Problem with Generalization and inversely correlated variables (or constraint variables)

Question
Why is ML fixated with the concept of Generalization when constraint variables/variables (e.g. weights in ANN) can be inversely correlated? Hence Generalization will be a big question, its best performance will only be the local minima otherwise it will underfit/overfit.

Thoughts
During training, the state of a model will evolve from S1 to SN, where N is the final state index. SN is also the final model’s state, hence it may have reached its optimal configuration where an objective function is maximized/minimized.

In fact, reaching SN will cause forgetting of variables that were relevant in the previous states. Hence, new inputs/features may not be familiar with the final model.

I think one of the reasons why Deep Learning works or ANN, in general, is that because it can employ a vast amount of these constraint variables and its updates or reconfiguration is relatively smooth (tiny values), hence inverse correlations might not directly cause a problem or a big side-effect.
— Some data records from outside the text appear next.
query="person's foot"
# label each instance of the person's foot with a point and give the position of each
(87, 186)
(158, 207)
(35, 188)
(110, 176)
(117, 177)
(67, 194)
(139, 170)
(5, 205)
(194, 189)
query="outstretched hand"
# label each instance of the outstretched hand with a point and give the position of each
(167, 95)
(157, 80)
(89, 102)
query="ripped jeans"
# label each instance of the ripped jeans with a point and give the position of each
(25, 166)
In HTM inverse correlations are a problem because it is updating itself relatively faster (can have bigger increment values) but are mitigated by boosting and inhibition.
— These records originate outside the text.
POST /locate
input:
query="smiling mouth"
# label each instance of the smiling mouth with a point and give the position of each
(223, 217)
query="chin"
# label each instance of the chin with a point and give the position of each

The problem arises when there are so many inversely correlated variables and a single or specifically the final model of an ANN is impractically modeling them - I’m thinking of the models built by the likes of Google, they take up so much space and compute power.

Ensembles of States
Why not instead ensemble models that are trained with different input sequences where these models could represent their previous “healthy configuration” at some training iterations? I would view these configurations as for example reaching local minima in gradient-descent. These ensembles can also be inspired by quantum superposition, where a each model corresponds to a state. Then the final decision is a consensus of these states or perhaps some equation that will predict which state is most probable at a certain input? Additionally, with this ensemble, the prediction task can also focus more on “which state is more probable to effectively predict an input” given an unknown input.

What are your thoughts?

Perhaps the answer is error correction. Even with a single weighted sum you can get a type of error correction. The variance equation for linear combinations of random variables will tell you the type of preprocessing you need to do. The central limit theorem also gives some clues. It is indeed a funny sort of error correction being a pull toward a central vector in hyperspace. Nevertheless it is real, it’s just you can’t keep reapplying it sensibly.
In deep neural networks I evolved strong filtering/error correction was apparent.
If you train on faces is not a pull/filtering/error correction toward a general face shape not a generalization?
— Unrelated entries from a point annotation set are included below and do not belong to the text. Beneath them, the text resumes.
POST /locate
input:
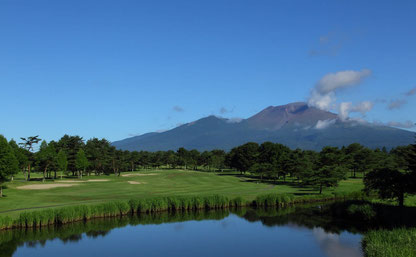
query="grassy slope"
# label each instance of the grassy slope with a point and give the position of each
(165, 183)
(395, 243)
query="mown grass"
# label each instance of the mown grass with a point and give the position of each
(164, 183)
(390, 243)
(70, 214)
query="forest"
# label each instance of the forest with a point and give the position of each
(391, 174)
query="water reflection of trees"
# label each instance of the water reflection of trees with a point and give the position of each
(332, 218)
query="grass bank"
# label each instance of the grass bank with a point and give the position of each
(70, 214)
(148, 184)
(399, 242)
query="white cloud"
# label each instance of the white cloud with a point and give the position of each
(177, 108)
(411, 92)
(406, 124)
(234, 120)
(396, 104)
(323, 95)
(322, 101)
(323, 124)
(342, 79)
(345, 108)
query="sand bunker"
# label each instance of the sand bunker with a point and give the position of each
(70, 181)
(133, 175)
(44, 186)
(135, 182)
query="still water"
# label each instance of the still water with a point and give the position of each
(245, 232)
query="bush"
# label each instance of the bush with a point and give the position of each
(395, 243)
(363, 211)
I’m guessing you are suggesting to build a mean of the modes S1~SN? That does not work because ANN’s internal representation evolves over time and they are non-linear. You get garbage out doing so.

If not, you’re just pushing the problem to a further stage. You still need an algorithm (likely a ML model) to determine which/how much weight to assign to a model in the ensemble. Said model still experience the problem you described while also being nearly impossible to train.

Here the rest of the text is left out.